UI Toolkit の描画の仕組み

UI Toolkit の描画の仕組みについて解説します。

Widget や UIElement の3D 配置の方法

UI Toolkit では、従来通りの平面的なウィジェットの中に、部分的に立体的な表現を混在させることができます。

Widget や UIElement を 3D 座標系で配置する場合は、Transform3D プロパティや Z プロパティを使用して位置を設定します。

3D 座標系で Widget と UIElement の位置設定を行うコード例を以下に示します。

// set position Z

// Widget
Matrix4 mat = widget.Transform3D;
mat.M43 = -100.0f;
widget.Transform3D = mat;
// another way
widget.Transform3D = Matrix4.Translation(new Vector3(widget.X, widget.Y, -100.0f));

// UIElement (UISprite and UIPrimitive)
Matrix4 mat2 = uiElement.Transform3D;
mat2.M43 = -100.0f;
uiElement.Transform3D = mat2;

// UISpriteUnit
UISpriteUnit unit = uiSprt.GetUnit(0);
unit.Z = -100.0f;

// UIPrimitiveVertex
UIPrimitiveVertex vertex = uiPrimitive.GetVertex(0);
vertex.Z = -100.0f;

3D 描画で使用される座標系

3D 描画で使用される座標系は、以下のような右手座標系になっています(図1)。

  • 画面右方向が X 軸の正の方向

  • 画面下方向が Y 軸の正の方向

  • 画面奥方向が Z 軸の正の方向

    image/uitoolkit/ui_3d_coordinate_system.png

    図1 UI Toolkit の使用する 3D 座標系

3D 描画時の制約

Widget や UIElement の 3D 表現を行う際は、以下の点に注意してください。

Widget のクリッピング領域

Widget のクリッピング領域は X、Y 座標と幅と高さのみ使って決定されるため、3D 座標系で配置された Widget や UIElement は正しくクリッピングされません。

Widgetを3D座標系で配置する際は、Clip プロパティに false を設定してクリッピングをオフにしてください。

Widget のヒット判定

Widget のヒット判定もクリッピング領域同様に、X、Y座標と幅、高さのみで決定されます。

Widget を 3D 座標系で配置する際は、TouchResponse プロパティに false を設定してヒット判定を切るか、HitTest メソッドをオーバーライドして正しいヒット判定処理を記述してください。

ZSort プロパティについて

3D 配置されている描画要素の前後関係が時間と共に変化する場合は、正しい描画を行うために、画面上での Z 座標が大きい要素(奥にあるもの)から順に描画する必要があります。

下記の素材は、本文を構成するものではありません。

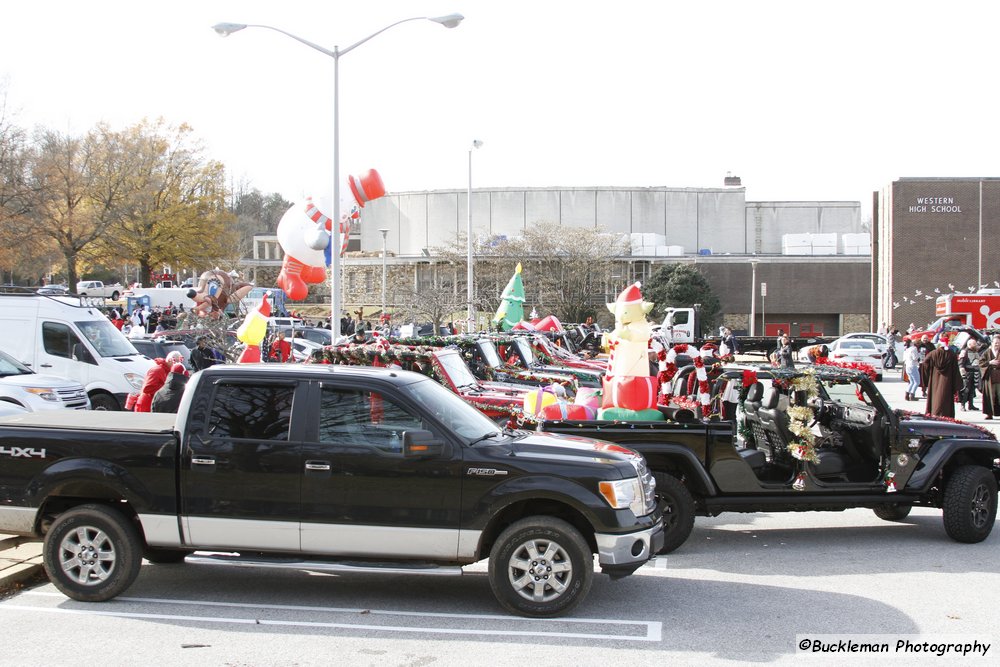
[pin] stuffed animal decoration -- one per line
(216, 290)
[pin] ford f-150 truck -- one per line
(328, 468)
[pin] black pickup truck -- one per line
(866, 454)
(326, 468)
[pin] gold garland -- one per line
(804, 449)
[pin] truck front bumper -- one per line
(622, 554)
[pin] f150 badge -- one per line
(486, 472)
(19, 452)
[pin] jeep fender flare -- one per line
(943, 452)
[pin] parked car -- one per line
(858, 350)
(26, 389)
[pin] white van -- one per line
(68, 337)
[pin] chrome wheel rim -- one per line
(980, 506)
(87, 556)
(540, 570)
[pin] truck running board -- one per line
(325, 566)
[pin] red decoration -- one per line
(637, 392)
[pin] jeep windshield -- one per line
(456, 415)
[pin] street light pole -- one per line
(384, 232)
(226, 29)
(469, 290)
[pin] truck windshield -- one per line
(457, 371)
(490, 354)
(524, 347)
(10, 366)
(106, 339)
(457, 415)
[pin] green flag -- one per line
(511, 310)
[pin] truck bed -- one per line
(95, 420)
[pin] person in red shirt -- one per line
(281, 349)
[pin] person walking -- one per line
(168, 397)
(911, 366)
(989, 366)
(783, 354)
(939, 371)
(968, 367)
(281, 349)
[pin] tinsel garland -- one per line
(867, 369)
(804, 449)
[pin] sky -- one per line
(803, 100)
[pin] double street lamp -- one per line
(226, 29)
(469, 290)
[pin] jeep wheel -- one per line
(540, 566)
(892, 511)
(92, 553)
(970, 504)
(677, 506)
(165, 556)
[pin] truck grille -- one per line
(75, 398)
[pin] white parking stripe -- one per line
(654, 629)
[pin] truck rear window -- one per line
(255, 412)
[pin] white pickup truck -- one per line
(98, 288)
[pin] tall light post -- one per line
(226, 29)
(469, 290)
(383, 232)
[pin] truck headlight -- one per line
(47, 393)
(135, 380)
(625, 494)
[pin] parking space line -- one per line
(653, 629)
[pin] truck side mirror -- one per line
(421, 444)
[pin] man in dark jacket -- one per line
(168, 397)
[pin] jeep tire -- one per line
(92, 553)
(677, 507)
(540, 566)
(970, 504)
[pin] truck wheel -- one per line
(677, 506)
(970, 504)
(92, 553)
(540, 566)
(103, 402)
(892, 511)
(165, 556)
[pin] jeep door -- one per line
(360, 496)
(241, 467)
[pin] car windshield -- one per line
(458, 372)
(490, 353)
(524, 347)
(106, 339)
(10, 366)
(456, 415)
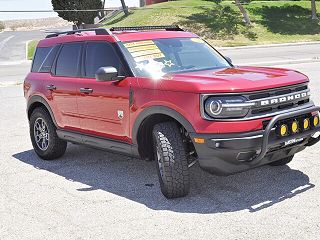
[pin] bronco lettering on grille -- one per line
(284, 99)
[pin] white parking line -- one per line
(3, 42)
(281, 62)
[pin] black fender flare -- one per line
(39, 99)
(159, 110)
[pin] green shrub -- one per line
(2, 26)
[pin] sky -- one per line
(42, 5)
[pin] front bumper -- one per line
(226, 154)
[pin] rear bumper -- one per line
(226, 154)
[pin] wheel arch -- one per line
(38, 101)
(142, 128)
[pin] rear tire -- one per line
(44, 138)
(171, 160)
(282, 162)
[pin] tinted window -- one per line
(68, 60)
(39, 57)
(48, 61)
(100, 54)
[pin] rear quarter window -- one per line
(68, 60)
(44, 58)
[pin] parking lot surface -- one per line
(92, 194)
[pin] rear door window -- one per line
(68, 61)
(100, 54)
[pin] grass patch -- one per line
(31, 48)
(222, 25)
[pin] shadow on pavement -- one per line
(137, 180)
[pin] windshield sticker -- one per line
(139, 43)
(168, 63)
(197, 40)
(144, 50)
(147, 57)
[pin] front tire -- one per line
(172, 163)
(44, 138)
(281, 162)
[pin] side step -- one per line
(97, 142)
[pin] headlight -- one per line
(227, 107)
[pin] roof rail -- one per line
(146, 28)
(98, 31)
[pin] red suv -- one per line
(164, 94)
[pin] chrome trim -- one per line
(307, 91)
(305, 106)
(244, 105)
(240, 138)
(255, 92)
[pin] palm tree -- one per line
(244, 13)
(124, 7)
(314, 10)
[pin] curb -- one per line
(282, 62)
(270, 45)
(26, 48)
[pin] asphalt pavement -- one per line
(93, 194)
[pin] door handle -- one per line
(51, 87)
(86, 90)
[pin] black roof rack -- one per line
(98, 31)
(146, 28)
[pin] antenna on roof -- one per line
(146, 28)
(98, 31)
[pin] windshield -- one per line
(155, 58)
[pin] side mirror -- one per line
(228, 59)
(108, 74)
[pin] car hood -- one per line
(237, 79)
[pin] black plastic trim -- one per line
(39, 99)
(265, 140)
(98, 142)
(159, 110)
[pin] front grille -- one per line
(277, 92)
(279, 99)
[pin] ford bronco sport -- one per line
(164, 94)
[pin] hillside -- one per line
(221, 25)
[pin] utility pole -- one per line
(124, 8)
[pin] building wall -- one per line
(149, 2)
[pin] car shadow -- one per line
(137, 180)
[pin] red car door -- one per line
(103, 107)
(63, 85)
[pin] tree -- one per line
(244, 13)
(124, 7)
(77, 17)
(314, 10)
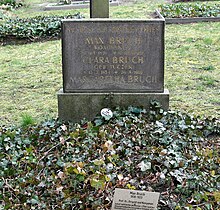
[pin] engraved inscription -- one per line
(113, 56)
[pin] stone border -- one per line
(75, 5)
(188, 20)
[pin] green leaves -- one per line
(34, 28)
(66, 166)
(183, 10)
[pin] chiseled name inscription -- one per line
(112, 56)
(116, 68)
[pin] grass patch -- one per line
(196, 9)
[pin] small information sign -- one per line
(134, 200)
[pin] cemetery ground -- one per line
(31, 74)
(52, 165)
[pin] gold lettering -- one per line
(96, 40)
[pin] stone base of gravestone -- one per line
(76, 106)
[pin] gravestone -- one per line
(109, 63)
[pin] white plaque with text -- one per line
(134, 200)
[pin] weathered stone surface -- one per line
(76, 106)
(99, 8)
(113, 56)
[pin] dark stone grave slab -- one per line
(113, 56)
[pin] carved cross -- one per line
(99, 8)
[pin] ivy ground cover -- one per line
(56, 165)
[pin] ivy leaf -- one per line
(144, 165)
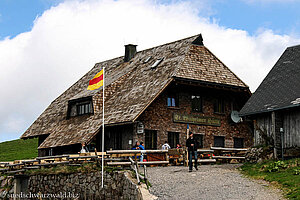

Widget や UIElement の ZSort プロパティを true にすると、true にした対象が 3D 描画される際に、自動的に画面の奥方向から手前の順にソートされて、描画が行われます。

また、ZSort 指定された Widget や UIElement に対して、ZSort 指定されていない子要素はひとまとまりとしてソートされます。

図2 に UIElement に ZSort が指定された際のグループの例を示します。

image/uitoolkit/ui_z_sort_group.png

図2 ソート時の UIElement のグループ分けの例

描画処理の流れ

UI Toolkit では、図3 のような手順で描画処理を行います。

image/uitoolkit/ui_render_sequence.png

図3 UIToolkit の描画処理の流れ

GraphicsContext について

UI Toolkit では、初期化処理時(UISystem.Initialize)と描画処理時(UISystem.Render)に、以下の Sce.PlayStation.Core.Graphics.GraphicsContext のステートを変更しますので、UI Toolkit 以外でも描画処理を行う場合には注意してください。

UISystem.Initialize 呼び出し時に変更されるステート

  • EnableMode.Blend(trueに設定されます)
  • EnableMode.ScissorTest(trueに設定されます)
  • FrameBuffer(nullに設定されます)
  • BrendFunc(BlendFuncMode.Add, BlendFuncFactor.SrcAlpha, BlendFuncFactor.OneMinusSrcAlphaに設定されます)

UISystem.Render 呼び出し時に変更されるステート

  • Scissor
  • ShaderProgram
  • Texture
  • VertexBuffer
  • Viewport(全画面に設定されます)
  • FrameBuffer(nullに設定されます)

なお、これ以外のステートに関しても描画処理時に変更する場合がありますが、描画処理終了後に適切に復元されます。